2. Number of iterations: the number of iterations was increased to a maximum of 500 in order to ensure that the “mixture.GaussianMixture” function always converged. This avoids the warning that sometimes appeared indicating that the function did not converge. This was because the likelihood increase of GMM training is still bigger than the threshold of sklearn default setup when the final iteration of GMM training.

3. Number of gaussians: initially, it started with 8 gaussians, which considering the changes and improvements described above, reported an accuracy at the time of evaluating the method of 77.50%. It should be noted that these improvements are being carried out in noisy conditions. Once having said reference measure, different values of gaussians were tested:

Gaussians	Accuracy
2	70,62%
20	80,62%
70	67,50%
120	70,00%
170	57,50%

As we can see, there seems to be a peak in which the accuracy as a function of the number of Gaussians is greater, which is located around 20. From which, as much as if we increase or decrease the Gaussian number, this accuracy decreases. Therefore, if we had to choose a value for the number of Gaussians, it should be around 20, since it is the value that reports the higher accuracy.

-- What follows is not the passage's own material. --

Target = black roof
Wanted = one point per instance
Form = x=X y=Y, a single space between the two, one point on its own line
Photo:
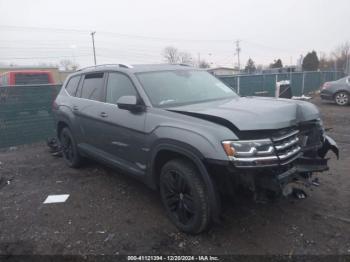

We can conclude that we have managed to increase the accuracy of the method in noisy conditions considerably with the improvements. The results show that the accuracy in noisy conditions was almost doubled, achieving an acceptable value by identifying speakers in the method. We realized there are still more features and variables that could have been considered and included, but it was decided to include those that are most relevant and that could be extracted through the "lebrosa" library. We consider this practice to be an extremely useful and practical application in the treatment and recognition of sounds.